If you're asserting it's not a "good test", then what does it matter? You found a test AGW failed. Can you find tests it *hasn't* failed? :)
Also, I said 20 years does not a decadal trend make.
No, to quote you *exactly*, you said, "Less than two decades doesn't make a trend."
Two decades (20 years), last time I checked, is *not* less than 2 decades. Perhaps you count years differently? :) Or perhaps you weren't done defining "a trend"? Like Duane Gish, you left yourself some wiggle room - the statement "less than two decades doesn't make a trend" is logically compatible with "less than 31 years doesn't make a trend".
So, in your definition, does a decadal trend take 21 years? 22 years? 30 years? 100 years? Care to be precise at all, or will you continue to Gish Gallop away from actually *defending your argument*? :)
Also, I said we'd swing back to the last 20 years... and do the regression ourselves together.
So, are you now insisting that I can't just find *any* 20 year, statistically insignificant warming trend within the industrial age, but it has to be specifically cherry picked to the *last* 20 years?
Look, I showed you the data: http://moyhu.blogspot.com.au/p...
Are you going to argue that the dataset isn't proper? Is that the ad hoc special pleading you have left? :)
Here, from MSU.RSS, the last 20 years, minus 3 months (perhaps you'd be so generous as to grant me three months of reprieve from your cherry pick). :
Temperature Anomaly trend
Feb 1993 to Dec 2013
CI from -0.105 to 1.823;
Temp range 0.110C to 0.289C
Statistically insignificant warming trend.
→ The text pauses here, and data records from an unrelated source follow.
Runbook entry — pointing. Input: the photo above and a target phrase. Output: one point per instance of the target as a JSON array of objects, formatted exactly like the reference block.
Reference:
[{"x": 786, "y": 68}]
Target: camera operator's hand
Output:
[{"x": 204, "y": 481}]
Look, if you want to argue your point (A) further, you've got to make a stand and argue with the data, or limit your specification of what AGW *precludes* with more ad hoc special pleadings. Do yourself a favor, and instead of gish galloping away, just pick one of the data sets that hasn't reached 20 years of statistically insignificant warming, and insist that *that* is your gold standard. At least then we can agree that you've come up with a test that hasn't been falsified yet - and we can come back to why we should cherry pick a dataset for your test after you've gone through more points :)
"She also criticized Gish for failing to answer objections raised by his opponents."
I've given you my objection, and I've given you at least *one* fairly defensible way out (pick your preferred dataset, and be prepared to defend it against the ones you don't like). You can either continue dodging specificity, or you can stake your (A) claim on a specific dataset, and move onto B. I've given you the data for trends, so go ahead, pick the one you think is the most favorable to your cause.
The count is forty-five now for the low climate sensitivity answers, and it now stands at eighteen for the "constellation" question.
Can we agree that your contention is that there are no contradictory predictions in the name of AGW/CAGW in the peer reviewed literature, and that you furthermore contend there exist thus far unspecified good tests to discriminate AGW from natural variation?